Она замолчала. Но и он ничего не говорил, ждал.

— У них там какая-то заваруха, и я деру дала. Надоели они мне. На сегодня с тебя хватит, я думаю, давай спать, а?

— Нет, нет, постой. Все только начинается. Заварила, так выкладывай. Отчима как зовут?

— Ты его все равно не знаешь, — она зевнула.

— Хорошо, тогда без имен, но по порядку. Твоя мать вышла замуж за твоего отчима, когда ты уже родилась, так?

— Так, мне было полтора года, и я еще не ходила в школу…

— Прекрати шутить и говори толком!

— А я че, гражданин начальник? Я ниче, и говорю все как есть! — Ситуация явно веселила ее, сон прошел. — Моя мама вышла замуж за своего друга детства, которого не любила, потому что человек, которого она любила — мой отец, не вернулся через две недели, как обещал. Это трагедия. Ты знаешь, когда она рассказывает это, всегда смеется и поет.

— Кончай врать! Если все настолько серьезно, и за тобой бегает вся мафия…

— Ну, не вся. Этого я не говорила. Просто меня, по идее, нужно грохнуть, потому что я могу кое-что знать и рассказать. Я пообещала, что всем все расскажу, но, честно говоря, не знаю ничего… м-м… Я была тогда несколько не в себе, но это не важно. Он пообещал укатать меня в дурку.

— Что?

— За наркоту. Сам меня с десяти лет элэсдухой пичкал! А мать на кок посадил, еще тогда, давно. Она теперь совсем никакая. Из крезы просто не вылазит, а я не знаю даже, где она. Моего отца ждала, а он ей баки забил про любовь, что, мол, меня воспитает, ну ты понимаешь. Она филолог, шесть языков знает! То блядью работала, то школьной учительницей, — поерзав у Славы под боком, Мила устроилась поудобнее, — давай хватит об этом, ладно?

— Извини, но реально, тебя ищет какой-то убийца, по твоему определению. Как они могут искать вместе с милицией?

— Менты на него работают — а почему бы и нет? Искать пропавшую дочь — вполне законное дело.

— По-моему, нам надо вернуться, у брата есть какие-то связи…

— Вот поэтому возвращаться и не надо, бесполезно это. Лучше умереть так, чем у отчима… — она осеклась.

— Где?

— Где-где… Я залезла туда, сказку про Синюю Бороду помнишь? А там человек висит — на своем юрфаке, небось, таких никогда и не видал? Потрошеный весь, и без лица… — Милу затрясло, — они вошли, другого эти притащили, а я спряталась. Потом такое началось!!! Он кричал… Я вырубилась. Меня Лора нашла. Это секретарша его, бывшая. Она ему сразу не сказала, я на приходе выдала. Знаешь, что он с ней сделал?! Это не Бек, тот просто грохнет и все, профессионал. А этот — изобретатель!

— Твой отчим садист-убийца?

— Нет, просто по необходимости, для острастки. Я не знаю, может быть, я и действительно с ума сошла, а? Похоже?

— Очень. Параноидальные фантазии.

— Тогда давай спать, и не думай об этом больше, — через некоторое время ее дыхание стало совсем ровным и спокойным.
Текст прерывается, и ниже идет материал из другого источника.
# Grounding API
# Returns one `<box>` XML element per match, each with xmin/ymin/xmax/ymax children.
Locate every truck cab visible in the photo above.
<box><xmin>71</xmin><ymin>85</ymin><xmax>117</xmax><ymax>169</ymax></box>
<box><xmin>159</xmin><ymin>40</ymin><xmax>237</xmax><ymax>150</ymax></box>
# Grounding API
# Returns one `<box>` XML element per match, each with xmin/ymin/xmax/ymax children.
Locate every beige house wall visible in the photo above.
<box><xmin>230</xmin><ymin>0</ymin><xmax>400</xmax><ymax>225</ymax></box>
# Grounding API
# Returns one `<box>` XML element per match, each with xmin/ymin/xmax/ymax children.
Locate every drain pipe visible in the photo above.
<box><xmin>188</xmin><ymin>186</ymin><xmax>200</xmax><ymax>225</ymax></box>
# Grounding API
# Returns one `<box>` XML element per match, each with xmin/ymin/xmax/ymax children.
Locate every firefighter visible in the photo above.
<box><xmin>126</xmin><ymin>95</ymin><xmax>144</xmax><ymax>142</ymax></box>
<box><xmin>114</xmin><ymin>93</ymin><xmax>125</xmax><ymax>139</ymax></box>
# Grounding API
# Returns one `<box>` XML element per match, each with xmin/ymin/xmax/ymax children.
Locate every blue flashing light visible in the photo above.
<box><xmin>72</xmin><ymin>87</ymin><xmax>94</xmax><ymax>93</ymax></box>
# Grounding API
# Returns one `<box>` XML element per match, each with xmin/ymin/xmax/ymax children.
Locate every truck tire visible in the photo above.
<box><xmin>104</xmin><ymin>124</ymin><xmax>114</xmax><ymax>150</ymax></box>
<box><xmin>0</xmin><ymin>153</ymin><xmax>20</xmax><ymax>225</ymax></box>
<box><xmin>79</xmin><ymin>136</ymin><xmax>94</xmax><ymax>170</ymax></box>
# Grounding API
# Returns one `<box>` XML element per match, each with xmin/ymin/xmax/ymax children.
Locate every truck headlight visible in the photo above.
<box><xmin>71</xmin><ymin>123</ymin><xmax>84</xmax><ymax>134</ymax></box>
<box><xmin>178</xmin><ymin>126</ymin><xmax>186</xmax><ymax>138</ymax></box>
Но сон на панцирной кровати в страшном чужом сарае не шел, из темноты выглядывали бесформенные чудища, которые сейчас как ухватят за горло или за не прикрытую одеялом ногу, да как потащат к себе в нору… Под ракитовый кусток. Насколько это все может быть серьезно? Если бы не тот странный случай в парке, сведший его с Атабеком, то он мог бы просто отбросить милин расказ как и все остальное, что она успела наплести ему за два дня. Опять в памяти возник непонятно-сухой голос брата. Слава поймал себя на идиотском желании поверить во все и начать драку, бросить вызов неведомым темным силам, встать на защиту слабого…

Проснулся он от непривычного чувства одиночества и пустоты, было холодно. Повернулся на бок и вспомнил, что действительно чего-то не хватает: Мила пропала. «Я сошел с ума, — что казалось естественным, — у меня была галлюцинация… — он точно вспомнил отрывок из учебника судебной психиатрии, который читал интереса ради еще года два назад, там описывались похожие состояния. — И еще я забыл в машине зонтик.»